Cowden syndrome also called as multiple hamartoma syndrome. Hamartoma are non cancerous tumour like growth found mainly in skin, mucous membranes like mouth, nasal membrane and gastrointestinal tract. People with Cowden syndrome are at high risk of breast cancer, thyroid cancer, kidney cancer and ovarian cancer. Cowden is a part of the PTEN hamartoma tumour syndrome. PTEN gene stands for “phosphatase and tensin homolog” that undergoes mutation leading to Cowden syndrome. Cowden syndrome can be categorized as both benign and cancerous tumour.
Cowden syndrome is associated with an increased risk of developing different types of cancers like breast cancer, thyroid cancer and colorectal cancer. Hematoma is also found in other diseases like Bnnayan- Riley-Ruvalcaba syndrome. Cowden syndrome is a very rare disorder. 1 in 200,000 people are known to suffer with Cowden syndrome.
Genetic changes are the leading cause of Cowden syndrome. Four genes are generally involved and are found in Cowden syndrome patients. PTEN, SDHB, SDHD and KLLN have been diagnosed in people suffering with Cowden syndrome. PTEN produces tumour suppressor gene and mutation in PTEN gene results in absence of production of PTEN protein.
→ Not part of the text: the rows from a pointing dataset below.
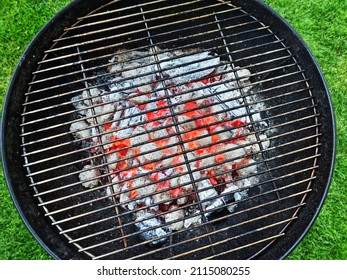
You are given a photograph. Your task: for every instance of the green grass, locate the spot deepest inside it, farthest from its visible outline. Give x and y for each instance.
(322, 24)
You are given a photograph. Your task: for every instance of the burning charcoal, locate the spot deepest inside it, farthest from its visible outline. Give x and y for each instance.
(124, 197)
(215, 108)
(182, 181)
(91, 96)
(207, 163)
(206, 192)
(100, 114)
(204, 141)
(234, 154)
(80, 130)
(219, 202)
(112, 160)
(138, 98)
(152, 228)
(193, 220)
(176, 215)
(88, 176)
(116, 185)
(223, 134)
(159, 133)
(264, 142)
(140, 136)
(143, 186)
(183, 199)
(185, 123)
(106, 138)
(250, 169)
(162, 197)
(194, 62)
(152, 153)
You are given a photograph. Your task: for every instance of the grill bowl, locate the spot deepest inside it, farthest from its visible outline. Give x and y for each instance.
(41, 227)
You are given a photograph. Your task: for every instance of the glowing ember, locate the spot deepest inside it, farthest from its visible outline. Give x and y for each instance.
(174, 132)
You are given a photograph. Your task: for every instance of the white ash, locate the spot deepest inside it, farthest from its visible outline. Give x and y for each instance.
(134, 116)
(89, 175)
(80, 130)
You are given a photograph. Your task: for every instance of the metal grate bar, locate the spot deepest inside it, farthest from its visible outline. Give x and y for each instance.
(180, 123)
(157, 204)
(127, 16)
(282, 188)
(207, 234)
(84, 43)
(264, 119)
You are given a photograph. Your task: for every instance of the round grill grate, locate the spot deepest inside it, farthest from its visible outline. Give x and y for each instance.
(119, 60)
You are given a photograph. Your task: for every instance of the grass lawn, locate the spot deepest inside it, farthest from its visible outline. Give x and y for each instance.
(322, 24)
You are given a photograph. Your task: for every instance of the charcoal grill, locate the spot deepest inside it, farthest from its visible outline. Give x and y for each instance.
(42, 160)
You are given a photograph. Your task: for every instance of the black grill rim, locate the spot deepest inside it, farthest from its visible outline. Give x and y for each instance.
(17, 182)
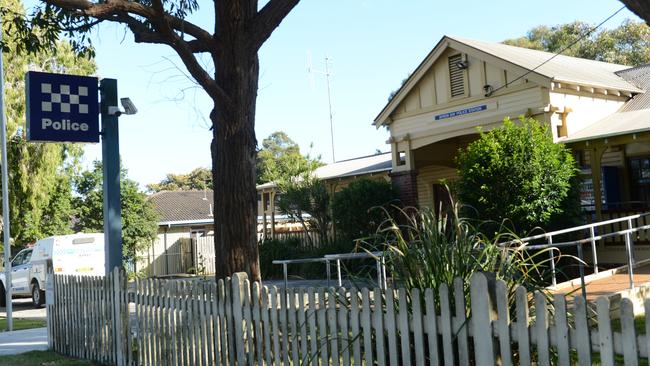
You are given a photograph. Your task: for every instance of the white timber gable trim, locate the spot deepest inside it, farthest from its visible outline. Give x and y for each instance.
(478, 63)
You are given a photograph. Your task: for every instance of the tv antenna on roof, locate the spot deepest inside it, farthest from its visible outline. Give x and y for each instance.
(327, 74)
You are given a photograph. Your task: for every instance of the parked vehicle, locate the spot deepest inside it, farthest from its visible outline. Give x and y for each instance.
(76, 254)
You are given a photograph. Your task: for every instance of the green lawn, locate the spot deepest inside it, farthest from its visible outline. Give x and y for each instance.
(22, 324)
(41, 358)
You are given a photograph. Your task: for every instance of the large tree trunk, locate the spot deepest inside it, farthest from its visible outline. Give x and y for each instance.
(234, 146)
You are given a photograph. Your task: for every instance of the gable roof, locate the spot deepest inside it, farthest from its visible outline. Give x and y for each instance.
(183, 206)
(633, 117)
(561, 68)
(639, 76)
(357, 166)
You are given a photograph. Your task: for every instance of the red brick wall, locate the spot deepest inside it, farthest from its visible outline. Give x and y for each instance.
(406, 185)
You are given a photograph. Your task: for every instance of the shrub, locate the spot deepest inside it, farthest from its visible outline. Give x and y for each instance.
(518, 174)
(354, 208)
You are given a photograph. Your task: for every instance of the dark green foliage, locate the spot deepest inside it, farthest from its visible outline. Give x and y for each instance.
(307, 195)
(197, 179)
(627, 44)
(279, 160)
(518, 174)
(139, 219)
(356, 207)
(425, 250)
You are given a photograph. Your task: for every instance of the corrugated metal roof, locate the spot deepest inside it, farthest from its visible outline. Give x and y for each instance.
(619, 123)
(364, 165)
(182, 205)
(561, 68)
(639, 76)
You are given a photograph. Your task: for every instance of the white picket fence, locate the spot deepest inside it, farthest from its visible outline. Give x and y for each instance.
(182, 322)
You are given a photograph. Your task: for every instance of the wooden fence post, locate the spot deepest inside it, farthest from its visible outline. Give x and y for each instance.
(482, 320)
(238, 280)
(116, 285)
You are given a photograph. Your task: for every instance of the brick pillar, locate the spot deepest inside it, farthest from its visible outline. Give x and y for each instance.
(407, 186)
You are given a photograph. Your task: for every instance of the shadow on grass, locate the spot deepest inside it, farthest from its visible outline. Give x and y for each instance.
(39, 358)
(20, 324)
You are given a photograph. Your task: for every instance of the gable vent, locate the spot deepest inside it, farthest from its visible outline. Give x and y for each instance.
(456, 76)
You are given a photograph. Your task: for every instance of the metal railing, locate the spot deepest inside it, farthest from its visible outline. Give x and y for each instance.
(379, 257)
(591, 239)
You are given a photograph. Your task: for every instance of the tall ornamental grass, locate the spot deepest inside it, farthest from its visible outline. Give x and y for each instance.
(424, 250)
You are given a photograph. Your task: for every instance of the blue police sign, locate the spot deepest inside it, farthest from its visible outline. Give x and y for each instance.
(62, 108)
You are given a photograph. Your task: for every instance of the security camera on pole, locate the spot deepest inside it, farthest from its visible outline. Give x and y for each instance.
(66, 108)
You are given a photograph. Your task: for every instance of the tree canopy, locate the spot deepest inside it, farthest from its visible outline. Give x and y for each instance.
(627, 44)
(139, 219)
(221, 59)
(357, 208)
(197, 179)
(280, 159)
(517, 174)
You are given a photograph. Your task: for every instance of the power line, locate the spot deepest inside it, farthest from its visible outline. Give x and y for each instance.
(562, 50)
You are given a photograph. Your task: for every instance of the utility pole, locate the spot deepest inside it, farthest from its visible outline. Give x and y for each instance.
(5, 196)
(111, 175)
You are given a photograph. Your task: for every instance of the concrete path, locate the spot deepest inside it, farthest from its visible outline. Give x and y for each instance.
(21, 341)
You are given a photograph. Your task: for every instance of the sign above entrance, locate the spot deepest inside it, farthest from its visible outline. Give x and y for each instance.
(461, 112)
(62, 108)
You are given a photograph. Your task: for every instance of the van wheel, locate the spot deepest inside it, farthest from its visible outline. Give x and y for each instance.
(38, 296)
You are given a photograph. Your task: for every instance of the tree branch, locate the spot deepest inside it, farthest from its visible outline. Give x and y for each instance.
(120, 11)
(640, 8)
(106, 9)
(268, 19)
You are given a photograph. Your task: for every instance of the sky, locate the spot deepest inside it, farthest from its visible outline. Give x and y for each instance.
(372, 46)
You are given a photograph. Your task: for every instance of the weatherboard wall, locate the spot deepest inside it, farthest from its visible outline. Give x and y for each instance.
(423, 128)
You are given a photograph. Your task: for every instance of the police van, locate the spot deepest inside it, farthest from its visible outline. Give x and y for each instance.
(77, 254)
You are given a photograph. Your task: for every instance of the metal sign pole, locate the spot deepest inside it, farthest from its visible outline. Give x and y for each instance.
(5, 195)
(111, 176)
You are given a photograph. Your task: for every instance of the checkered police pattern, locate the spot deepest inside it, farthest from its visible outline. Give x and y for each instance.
(65, 101)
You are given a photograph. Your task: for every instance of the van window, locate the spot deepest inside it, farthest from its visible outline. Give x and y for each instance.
(22, 258)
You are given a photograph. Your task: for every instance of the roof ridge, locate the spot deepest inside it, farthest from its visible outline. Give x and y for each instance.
(358, 158)
(525, 49)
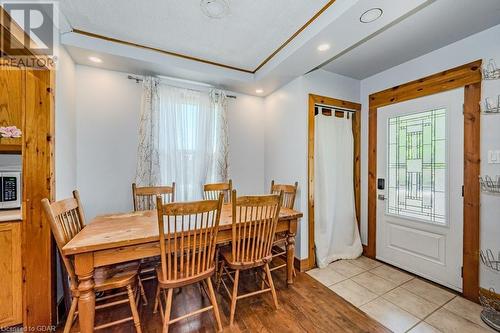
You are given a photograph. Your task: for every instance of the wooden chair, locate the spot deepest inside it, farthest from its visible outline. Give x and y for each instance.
(188, 233)
(253, 228)
(66, 220)
(279, 245)
(212, 191)
(145, 199)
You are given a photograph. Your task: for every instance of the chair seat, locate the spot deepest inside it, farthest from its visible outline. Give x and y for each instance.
(182, 280)
(227, 254)
(107, 278)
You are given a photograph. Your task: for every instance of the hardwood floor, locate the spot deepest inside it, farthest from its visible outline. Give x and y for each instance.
(307, 306)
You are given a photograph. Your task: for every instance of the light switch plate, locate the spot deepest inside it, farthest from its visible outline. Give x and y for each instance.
(494, 157)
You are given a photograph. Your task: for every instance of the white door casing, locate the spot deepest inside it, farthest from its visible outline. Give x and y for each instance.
(420, 210)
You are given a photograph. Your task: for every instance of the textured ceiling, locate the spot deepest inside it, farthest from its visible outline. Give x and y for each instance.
(251, 32)
(437, 25)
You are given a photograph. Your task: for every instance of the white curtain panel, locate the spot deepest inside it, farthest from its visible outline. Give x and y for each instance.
(336, 232)
(148, 164)
(190, 131)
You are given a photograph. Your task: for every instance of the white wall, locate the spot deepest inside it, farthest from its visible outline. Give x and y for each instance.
(483, 45)
(286, 134)
(65, 126)
(65, 135)
(108, 106)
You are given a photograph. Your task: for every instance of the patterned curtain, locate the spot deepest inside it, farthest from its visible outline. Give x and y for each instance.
(148, 162)
(218, 103)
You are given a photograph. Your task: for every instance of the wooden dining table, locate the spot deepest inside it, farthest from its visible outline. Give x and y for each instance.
(118, 238)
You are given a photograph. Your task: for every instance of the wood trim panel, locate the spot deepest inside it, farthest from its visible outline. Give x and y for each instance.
(356, 133)
(38, 175)
(469, 77)
(447, 80)
(372, 182)
(310, 182)
(205, 61)
(316, 99)
(472, 169)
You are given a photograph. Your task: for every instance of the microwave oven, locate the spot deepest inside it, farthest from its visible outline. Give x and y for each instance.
(10, 194)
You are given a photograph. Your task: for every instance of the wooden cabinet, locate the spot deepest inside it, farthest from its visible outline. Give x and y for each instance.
(11, 105)
(10, 274)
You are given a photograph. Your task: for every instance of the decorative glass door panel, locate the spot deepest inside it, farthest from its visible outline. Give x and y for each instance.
(416, 168)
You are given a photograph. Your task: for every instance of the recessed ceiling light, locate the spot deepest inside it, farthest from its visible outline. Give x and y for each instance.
(215, 8)
(95, 59)
(323, 47)
(371, 15)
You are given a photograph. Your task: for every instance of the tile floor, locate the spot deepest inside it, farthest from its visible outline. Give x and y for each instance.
(398, 300)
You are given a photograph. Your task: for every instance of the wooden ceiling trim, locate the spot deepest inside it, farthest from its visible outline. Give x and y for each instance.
(205, 61)
(302, 28)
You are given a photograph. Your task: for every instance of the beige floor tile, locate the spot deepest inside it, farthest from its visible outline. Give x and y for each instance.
(423, 327)
(365, 263)
(391, 274)
(448, 322)
(327, 276)
(353, 292)
(374, 283)
(410, 302)
(389, 315)
(428, 291)
(466, 309)
(345, 268)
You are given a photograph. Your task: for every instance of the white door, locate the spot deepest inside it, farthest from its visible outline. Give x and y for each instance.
(420, 210)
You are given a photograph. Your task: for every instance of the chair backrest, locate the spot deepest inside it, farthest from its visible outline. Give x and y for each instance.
(145, 197)
(66, 220)
(212, 191)
(289, 193)
(254, 225)
(188, 233)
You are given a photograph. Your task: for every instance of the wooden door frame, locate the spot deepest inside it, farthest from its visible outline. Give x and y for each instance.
(313, 100)
(469, 77)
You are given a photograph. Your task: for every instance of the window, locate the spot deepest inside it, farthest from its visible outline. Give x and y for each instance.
(417, 169)
(190, 140)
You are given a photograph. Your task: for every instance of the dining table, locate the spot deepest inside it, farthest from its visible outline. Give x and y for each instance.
(118, 238)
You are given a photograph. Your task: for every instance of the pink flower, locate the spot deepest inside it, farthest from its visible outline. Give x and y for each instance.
(10, 132)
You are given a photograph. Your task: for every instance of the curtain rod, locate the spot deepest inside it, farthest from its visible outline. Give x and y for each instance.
(138, 79)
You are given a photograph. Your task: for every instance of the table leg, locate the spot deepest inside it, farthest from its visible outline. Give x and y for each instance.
(84, 268)
(290, 250)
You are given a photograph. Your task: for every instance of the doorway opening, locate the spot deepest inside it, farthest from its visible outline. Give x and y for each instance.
(468, 78)
(335, 108)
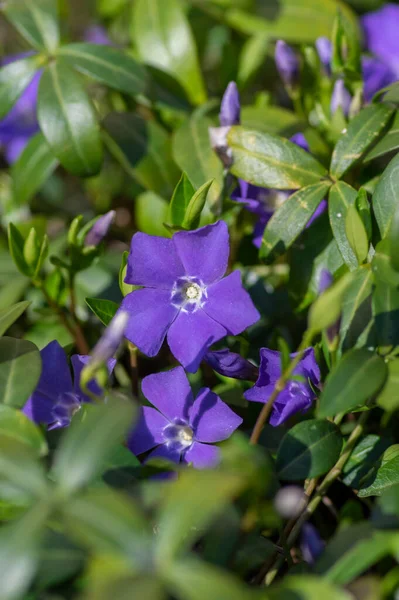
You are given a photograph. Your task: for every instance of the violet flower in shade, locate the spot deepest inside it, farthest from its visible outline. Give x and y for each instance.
(20, 124)
(287, 63)
(231, 365)
(380, 29)
(297, 395)
(56, 398)
(100, 229)
(184, 296)
(181, 428)
(311, 543)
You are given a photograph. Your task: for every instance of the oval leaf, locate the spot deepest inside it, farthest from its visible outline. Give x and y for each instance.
(356, 379)
(362, 131)
(267, 160)
(20, 368)
(309, 449)
(109, 65)
(68, 121)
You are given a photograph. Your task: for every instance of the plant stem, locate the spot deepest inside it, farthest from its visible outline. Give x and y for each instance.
(331, 476)
(279, 387)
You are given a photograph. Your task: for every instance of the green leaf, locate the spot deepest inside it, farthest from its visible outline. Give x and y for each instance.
(103, 309)
(267, 160)
(362, 131)
(384, 475)
(188, 506)
(151, 212)
(36, 21)
(14, 78)
(357, 377)
(201, 163)
(111, 66)
(341, 197)
(356, 234)
(20, 368)
(144, 149)
(384, 199)
(290, 219)
(182, 195)
(14, 424)
(90, 440)
(163, 38)
(388, 399)
(192, 579)
(34, 166)
(308, 449)
(9, 315)
(196, 205)
(72, 134)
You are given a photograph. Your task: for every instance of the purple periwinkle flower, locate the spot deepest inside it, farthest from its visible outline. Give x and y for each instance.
(231, 364)
(340, 98)
(100, 229)
(230, 106)
(380, 29)
(297, 396)
(311, 543)
(184, 296)
(56, 398)
(287, 63)
(181, 428)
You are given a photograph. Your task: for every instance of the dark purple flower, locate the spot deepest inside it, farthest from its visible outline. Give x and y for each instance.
(184, 294)
(287, 63)
(100, 229)
(231, 364)
(56, 398)
(297, 395)
(180, 428)
(340, 98)
(311, 543)
(380, 29)
(230, 106)
(324, 50)
(20, 124)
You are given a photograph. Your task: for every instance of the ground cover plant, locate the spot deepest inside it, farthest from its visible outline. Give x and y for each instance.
(199, 302)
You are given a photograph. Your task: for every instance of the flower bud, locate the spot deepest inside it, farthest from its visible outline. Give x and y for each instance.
(287, 63)
(230, 106)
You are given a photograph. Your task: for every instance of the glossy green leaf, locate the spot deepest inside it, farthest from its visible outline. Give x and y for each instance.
(151, 212)
(196, 206)
(308, 449)
(389, 396)
(188, 506)
(111, 66)
(182, 195)
(144, 149)
(340, 198)
(201, 163)
(90, 440)
(267, 160)
(290, 219)
(10, 314)
(14, 78)
(36, 21)
(356, 234)
(16, 425)
(357, 377)
(361, 133)
(384, 199)
(163, 38)
(20, 368)
(72, 134)
(32, 169)
(384, 475)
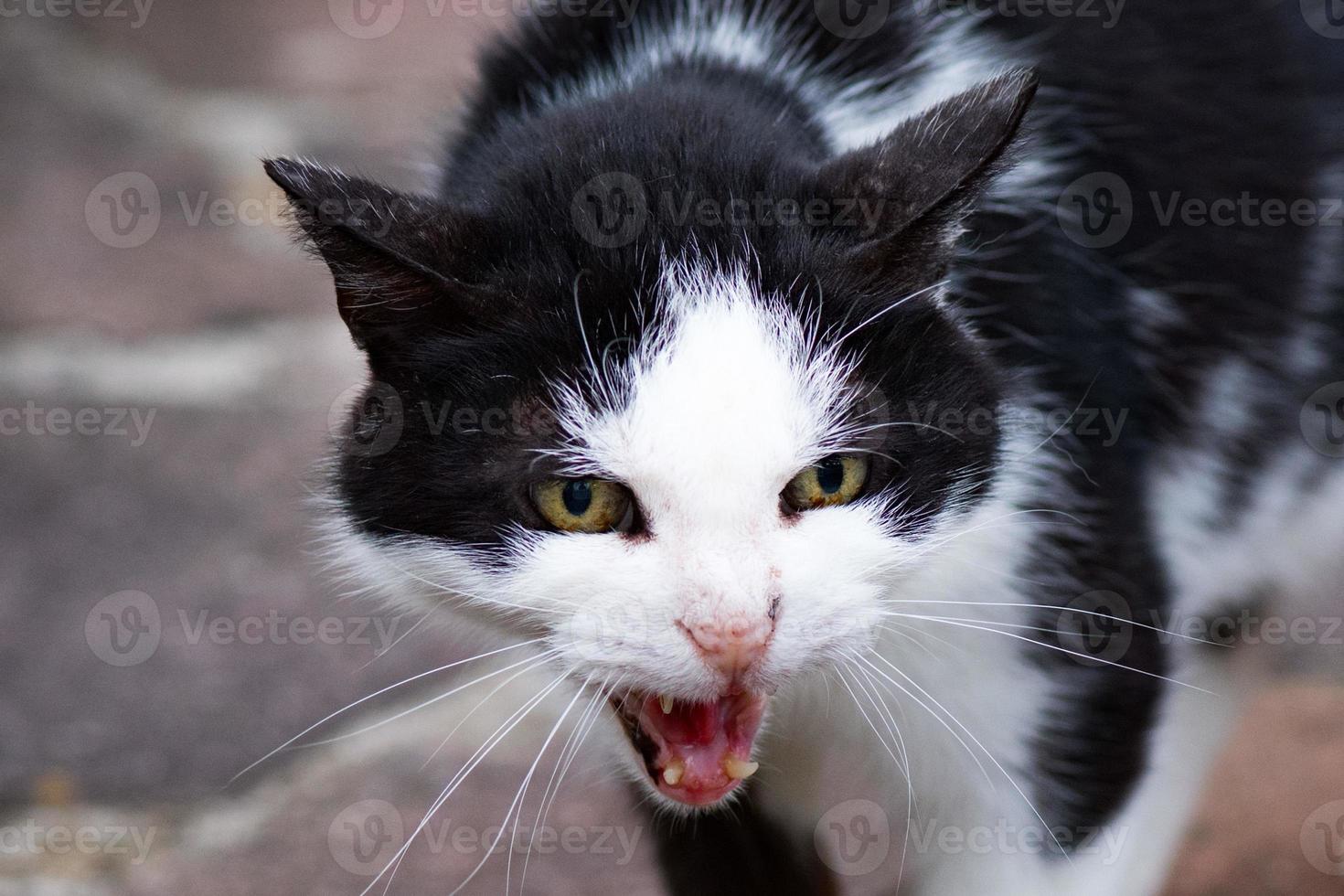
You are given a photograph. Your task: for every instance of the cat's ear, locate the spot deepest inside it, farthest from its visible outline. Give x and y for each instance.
(923, 176)
(391, 255)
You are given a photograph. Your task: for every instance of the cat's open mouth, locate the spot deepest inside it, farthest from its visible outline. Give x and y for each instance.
(695, 752)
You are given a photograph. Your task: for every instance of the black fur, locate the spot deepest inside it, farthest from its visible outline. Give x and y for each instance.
(481, 294)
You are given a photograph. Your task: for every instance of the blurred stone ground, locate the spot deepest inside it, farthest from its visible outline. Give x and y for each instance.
(175, 366)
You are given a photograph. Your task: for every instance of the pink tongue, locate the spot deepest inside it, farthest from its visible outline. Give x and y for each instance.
(698, 739)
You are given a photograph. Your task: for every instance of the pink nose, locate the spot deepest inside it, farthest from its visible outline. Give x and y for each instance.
(730, 645)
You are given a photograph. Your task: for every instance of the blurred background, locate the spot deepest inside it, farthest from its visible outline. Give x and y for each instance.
(168, 368)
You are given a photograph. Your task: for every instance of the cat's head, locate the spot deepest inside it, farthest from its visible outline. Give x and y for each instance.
(684, 450)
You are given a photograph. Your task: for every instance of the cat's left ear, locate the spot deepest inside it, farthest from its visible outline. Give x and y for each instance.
(925, 175)
(395, 258)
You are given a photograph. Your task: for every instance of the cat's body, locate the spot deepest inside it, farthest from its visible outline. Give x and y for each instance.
(1063, 412)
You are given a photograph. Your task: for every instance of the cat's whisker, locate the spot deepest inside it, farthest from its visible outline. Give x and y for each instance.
(903, 759)
(912, 806)
(892, 306)
(481, 752)
(963, 624)
(920, 632)
(1062, 607)
(529, 663)
(552, 787)
(378, 693)
(474, 709)
(520, 799)
(965, 746)
(969, 733)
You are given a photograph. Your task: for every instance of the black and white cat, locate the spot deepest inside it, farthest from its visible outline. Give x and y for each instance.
(840, 412)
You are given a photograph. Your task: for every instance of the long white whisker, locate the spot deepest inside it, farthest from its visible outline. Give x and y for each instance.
(963, 624)
(519, 801)
(532, 663)
(348, 707)
(989, 755)
(484, 750)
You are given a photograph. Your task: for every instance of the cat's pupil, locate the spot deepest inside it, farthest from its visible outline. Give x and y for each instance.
(831, 475)
(577, 496)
Mutation in PTEN gene prevents the protein from regulatory cell proliferation. The second most important gene responsible for Cowden syndrome is KLLN gene. KLLN gene produces the protein called killin. Cownden syndrome is an inherited disorder and one copy of altered gene in each cell is sufficient to cause Cowden syndrome and Cowden syndrome can be caused by both old and new mutations.
PTEN protein is known to promote cell death. Mutation in genes results in loss of protein functions and results in over proliferation of cells resulting in hamartomatous growth.
Symptoms are different in each patient suffering with Cowden syndrome. About 90% of Cowden syndrome cases are experience in the people between 18-20 years of age. The most common symptoms include:
- Benign lesions of skin and mucosa
- Oral lesions
- Acral keratosis
- Palmoplantar keratosis
- Facial papules
More than 300 cases of Cowden syndrome have been reported globally. The symptoms are generally overlooked which results in poor diagnosis and death of the patients. Mortality rate has been increased in Cowden syndrome or multiple hamartoma syndrome patients as it is associated with increased frequency of malignant tumours.
Males and females often inherit same number of mutatated gene and these genes are referred to as autosomal dominant. Cowden syndrome is experienced in patients between 0 to 46 years of age.
Patients suffering with Cowden disease need to undergo medical and physical examination. Radiographic tests on a yearly basis should be done to check the presence of tumours.
Treatment of Cowden syndrome includes:
- Oral retinoid – Oral retinoid helps in temporarily controlling the lesions. Lesions may reappear after the treatment. Thus oral retinoid does not completely cure Cowden syndrome.
- Surgery – Surgical care can be provided in severe cases to remove the lesions. Laser techniques or laser surgery can be done to remove the lesions from the affected areas.